题目链接
这个任务一共有六个小任务,在Problem 1前的三段代码是预处理图片的代码,分别用于载入需要的库、在相应网址中下载训练集的压缩包、解压压缩包,编译的时候直接把三段代码复制下来即可完成所有预备工作,解压花的时间会多一点,别强行终止程序就是了,如果强行终止,第二次再运行会出error。运行成功后会显示如下代码:
Found and verified .\notMNIST_large.tar.gz
Found and verified .\notMNIST_small.tar.gz
.\notMNIST_large already present - Skipping extraction of .\notMNIST_large.tar.gz.
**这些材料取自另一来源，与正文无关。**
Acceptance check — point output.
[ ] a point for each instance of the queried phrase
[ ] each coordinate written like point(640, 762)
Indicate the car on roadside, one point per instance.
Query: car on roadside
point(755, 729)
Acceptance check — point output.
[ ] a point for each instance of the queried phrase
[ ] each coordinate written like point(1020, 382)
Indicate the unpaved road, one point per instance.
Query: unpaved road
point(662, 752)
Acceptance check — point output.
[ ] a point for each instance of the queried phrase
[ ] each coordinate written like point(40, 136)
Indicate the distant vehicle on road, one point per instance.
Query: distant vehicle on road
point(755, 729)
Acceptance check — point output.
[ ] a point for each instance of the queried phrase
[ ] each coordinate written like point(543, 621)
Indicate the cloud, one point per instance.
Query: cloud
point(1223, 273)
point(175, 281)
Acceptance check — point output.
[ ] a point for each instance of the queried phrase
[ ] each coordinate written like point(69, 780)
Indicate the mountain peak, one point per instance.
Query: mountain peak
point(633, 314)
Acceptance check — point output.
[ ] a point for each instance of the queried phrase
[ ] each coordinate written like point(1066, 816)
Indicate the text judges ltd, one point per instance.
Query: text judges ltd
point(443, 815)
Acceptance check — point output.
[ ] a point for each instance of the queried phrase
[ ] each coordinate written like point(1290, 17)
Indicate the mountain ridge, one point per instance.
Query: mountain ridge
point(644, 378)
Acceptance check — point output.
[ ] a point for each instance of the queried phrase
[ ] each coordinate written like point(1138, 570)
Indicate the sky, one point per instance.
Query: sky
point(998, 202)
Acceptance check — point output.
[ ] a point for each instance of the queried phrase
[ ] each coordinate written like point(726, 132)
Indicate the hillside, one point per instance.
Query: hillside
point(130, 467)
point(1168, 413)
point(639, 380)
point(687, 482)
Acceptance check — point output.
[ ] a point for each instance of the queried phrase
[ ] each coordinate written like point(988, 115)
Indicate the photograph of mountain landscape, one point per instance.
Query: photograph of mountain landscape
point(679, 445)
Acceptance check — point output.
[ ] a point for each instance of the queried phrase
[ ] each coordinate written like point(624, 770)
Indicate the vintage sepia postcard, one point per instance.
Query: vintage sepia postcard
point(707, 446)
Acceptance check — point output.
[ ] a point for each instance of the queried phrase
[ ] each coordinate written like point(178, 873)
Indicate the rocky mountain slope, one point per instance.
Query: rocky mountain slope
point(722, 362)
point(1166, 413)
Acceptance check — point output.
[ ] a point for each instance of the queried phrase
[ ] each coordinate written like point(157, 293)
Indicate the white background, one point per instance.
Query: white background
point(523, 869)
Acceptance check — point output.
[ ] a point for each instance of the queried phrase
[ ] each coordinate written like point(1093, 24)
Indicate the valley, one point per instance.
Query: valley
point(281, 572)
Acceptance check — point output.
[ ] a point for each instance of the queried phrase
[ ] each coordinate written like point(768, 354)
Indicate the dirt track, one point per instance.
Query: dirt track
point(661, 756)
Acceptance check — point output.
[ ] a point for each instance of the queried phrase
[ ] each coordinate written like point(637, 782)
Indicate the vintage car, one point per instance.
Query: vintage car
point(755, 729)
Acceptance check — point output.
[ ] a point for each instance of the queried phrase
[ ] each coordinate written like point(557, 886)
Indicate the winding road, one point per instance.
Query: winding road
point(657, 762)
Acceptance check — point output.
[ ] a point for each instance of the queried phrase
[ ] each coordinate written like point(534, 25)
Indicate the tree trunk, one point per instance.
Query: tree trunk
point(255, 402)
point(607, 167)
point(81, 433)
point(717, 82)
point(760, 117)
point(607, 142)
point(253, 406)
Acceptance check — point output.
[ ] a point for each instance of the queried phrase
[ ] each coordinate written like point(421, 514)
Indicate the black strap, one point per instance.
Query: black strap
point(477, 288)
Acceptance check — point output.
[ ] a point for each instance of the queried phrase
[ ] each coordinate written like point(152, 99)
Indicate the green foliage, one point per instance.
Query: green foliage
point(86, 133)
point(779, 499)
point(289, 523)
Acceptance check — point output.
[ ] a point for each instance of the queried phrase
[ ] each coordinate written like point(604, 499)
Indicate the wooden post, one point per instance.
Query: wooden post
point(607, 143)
['.\\notMNIST_large\\A', '.\\notMNIST_large\\B', '.\\notMNIST_large\\C', '.\\notMNIST_large\\D', '.\\notMNIST_large\\E', '.\\notMNIST_large\\F', '.\\notMNIST_large\\G', '.\\notMNIST_large\\H', '.\\notMNIST_large\\I', '.\\notMNIST_large\\J']
.\notMNIST_small already present - Skipping extraction of .\notMNIST_small.tar.gz.
['.\\notMNIST_small\\A', '.\\notMNIST_small\\B', '.\\notMNIST_small\\C', '.\\notMNIST_small\\D', '.\\notMNIST_small\\E', '.\\notMNIST_small\\F', '.\\notMNIST_small\\G', '.\\notMNIST_small\\H', '.\\notMNIST_small\\I', '.\\notMNIST_small\\J']
Problem1.就是让我们写代码把一些图片展示出来,博主不会写把展示一堆图片的,菜哭寄几呜呜呜:
from PIL import Image
#圆括号里是路径+图片名,记得不要用反斜杠表示目录之间的关系,要用正斜杠,反斜杠是个转义字符(可能是吧哈哈哈)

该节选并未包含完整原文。